SQLインジェクション(SQLi)は、多くの場合 SELECT クエリの WHERE 句内で発生します。しかし、SQLiはこれに限らず、クエリのさまざまな部分で発生する可能性があります。経験豊富なテスターでも見逃しがちなSQLiの発生ポイントを理解することが重要です。


1. UPDATE 文でのSQLインジェクション

UPDATE 文では、SET 句や WHERE 句の入力値を適切に処理しない場合にSQLインジェクションが発生します。

脆弱なクエリ例:

UPDATE users SET email = '$new_email' WHERE user_id = '$user_id';

もし new_email に次のような入力がされた場合:

test@example.com', is_admin = 1 --

この結果、クエリが次のように変わり、管理者権限を取得できてしまいます。

UPDATE users SET email = 'test@example.com', is_admin = 1 -- ' WHERE user_id = '5';

対策:
- プリペアドステートメント(バインド変数)を使用する - 入力値のバリデーションを行う


2. INSERT 文でのSQLインジェクション

INSERT 文では、挿入される値の部分 にSQLiが発生することがあります。

脆弱なクエリ例:

INSERT INTO users (username, email, password) VALUES ('$username', '$email', '$password');

攻撃者が次のような入力を送信した場合:

test', 'test@example.com', 'password'), ('hacker', 'hacker@example.com', 'hacked

この結果、クエリが次のようになり、攻撃者のアカウントが勝手に作成されます。

INSERT INTO users (username, email, password) VALUES ('test', 'test@example.com', 'password'), ('hacker', 'hacker@example.com', 'hacked');

対策:
- プリペアドステートメントを使用する - 入力値を適切にエスケープする - テーブルの権限を最小限にする(INSERT制限)

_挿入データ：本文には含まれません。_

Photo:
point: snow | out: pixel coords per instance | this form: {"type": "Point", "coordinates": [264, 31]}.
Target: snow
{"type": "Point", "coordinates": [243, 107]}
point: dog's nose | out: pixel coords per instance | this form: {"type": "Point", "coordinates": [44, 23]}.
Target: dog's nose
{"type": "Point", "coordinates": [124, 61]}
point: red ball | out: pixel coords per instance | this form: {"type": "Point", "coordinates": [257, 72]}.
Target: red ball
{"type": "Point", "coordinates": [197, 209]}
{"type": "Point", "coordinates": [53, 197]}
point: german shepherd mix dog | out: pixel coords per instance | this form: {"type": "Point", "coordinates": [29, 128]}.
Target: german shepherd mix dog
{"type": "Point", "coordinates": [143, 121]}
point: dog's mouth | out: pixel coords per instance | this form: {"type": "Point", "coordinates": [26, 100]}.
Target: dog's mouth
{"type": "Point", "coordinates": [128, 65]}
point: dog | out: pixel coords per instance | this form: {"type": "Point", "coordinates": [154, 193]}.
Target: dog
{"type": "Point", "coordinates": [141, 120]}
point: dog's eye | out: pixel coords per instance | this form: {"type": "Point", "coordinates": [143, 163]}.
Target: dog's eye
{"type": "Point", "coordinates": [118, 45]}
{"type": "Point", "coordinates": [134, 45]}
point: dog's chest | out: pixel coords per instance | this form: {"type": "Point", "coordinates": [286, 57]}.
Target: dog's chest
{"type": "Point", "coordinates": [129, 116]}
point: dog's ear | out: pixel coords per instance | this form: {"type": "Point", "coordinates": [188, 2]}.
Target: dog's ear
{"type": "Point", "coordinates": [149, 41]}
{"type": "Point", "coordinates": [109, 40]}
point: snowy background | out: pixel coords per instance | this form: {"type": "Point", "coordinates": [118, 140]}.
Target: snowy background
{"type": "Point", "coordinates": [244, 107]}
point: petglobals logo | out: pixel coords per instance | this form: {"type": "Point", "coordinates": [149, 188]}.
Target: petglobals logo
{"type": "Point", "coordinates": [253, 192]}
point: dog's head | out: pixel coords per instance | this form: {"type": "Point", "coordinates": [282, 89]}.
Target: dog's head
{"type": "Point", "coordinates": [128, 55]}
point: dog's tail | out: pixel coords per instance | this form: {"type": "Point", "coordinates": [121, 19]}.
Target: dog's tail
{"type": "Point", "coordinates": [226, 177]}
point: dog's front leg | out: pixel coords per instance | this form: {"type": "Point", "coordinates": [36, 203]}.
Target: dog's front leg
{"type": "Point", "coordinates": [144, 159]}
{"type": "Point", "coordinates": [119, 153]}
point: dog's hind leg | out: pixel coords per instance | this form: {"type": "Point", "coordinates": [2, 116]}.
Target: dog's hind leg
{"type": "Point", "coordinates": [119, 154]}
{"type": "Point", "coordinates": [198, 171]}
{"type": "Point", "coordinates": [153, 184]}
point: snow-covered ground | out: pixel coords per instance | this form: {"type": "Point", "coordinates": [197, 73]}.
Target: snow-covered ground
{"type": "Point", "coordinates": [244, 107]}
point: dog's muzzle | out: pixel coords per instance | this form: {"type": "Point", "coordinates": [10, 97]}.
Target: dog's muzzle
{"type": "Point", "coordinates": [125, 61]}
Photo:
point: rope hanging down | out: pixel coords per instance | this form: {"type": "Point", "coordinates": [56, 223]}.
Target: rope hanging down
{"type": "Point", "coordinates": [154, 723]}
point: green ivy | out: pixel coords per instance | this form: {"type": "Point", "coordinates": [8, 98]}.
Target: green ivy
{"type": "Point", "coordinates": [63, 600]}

3. SELECT 文のテーブル名やカラム名でのSQLインジェクション

通常、SELECT クエリでは WHERE 句の部分にSQLiが発生しがちですが、テーブル名やカラム名の動的な指定 でもSQLiが発生することがあります。

脆弱なクエリ例:

SELECT $column_name FROM users WHERE user_id = '$user_id';

もし column_name に次のような入力がされた場合:

password FROM users; DROP TABLE users; --

クエリが次のように変化し、データベースが破壊される可能性があります。

SELECT password FROM users; DROP TABLE users; -- FROM users WHERE user_id = '5';

対策:
- テーブル名やカラム名を動的に指定する場合、許可リスト(ホワイトリスト)を使用する - ユーザー入力を直接SQLの構造部分に含めない


4. ORDER BY 句でのSQLインジェクション

ORDER BY 句の中でSQLiが発生することもあります。

脆弱なクエリ例:

SELECT * FROM users ORDER BY '$order_by';

攻撃者が次のように入力すると:

id; DROP TABLE users --

これにより、SQLが次のように変わり、データベースが破壊される可能性があります。

SELECT * FROM users ORDER BY id; DROP TABLE users -- ;

対策:
- ORDER BY で使用可能なカラムを許可リストにする
- 直接ユーザー入力をSQL構文に含めない
- プリペアドステートメントを使用する(ORDER BYには一部制約あり)


まとめ

SQLインジェクションは WHERE 句以外にもさまざまな場所で発生する可能性があります。特に、UPDATE、INSERT、テーブル名・カラム名、ORDER BY の部分での脆弱性は見逃されやすいため、意識的にチェックする必要があります。

防御策まとめ
プリペアドステートメントを使用する(最優先)
ユーザー入力を直接SQLの構造部分に含めない
ホワイトリスト(許可リスト)を使用してテーブル名やカラム名を制限
データベースの権限を最小限にする

SQLiを完全に防ぐためには、常に「ユーザー入力がSQLにどのように影響するか?」を考え、適切な対策を実施することが重要です。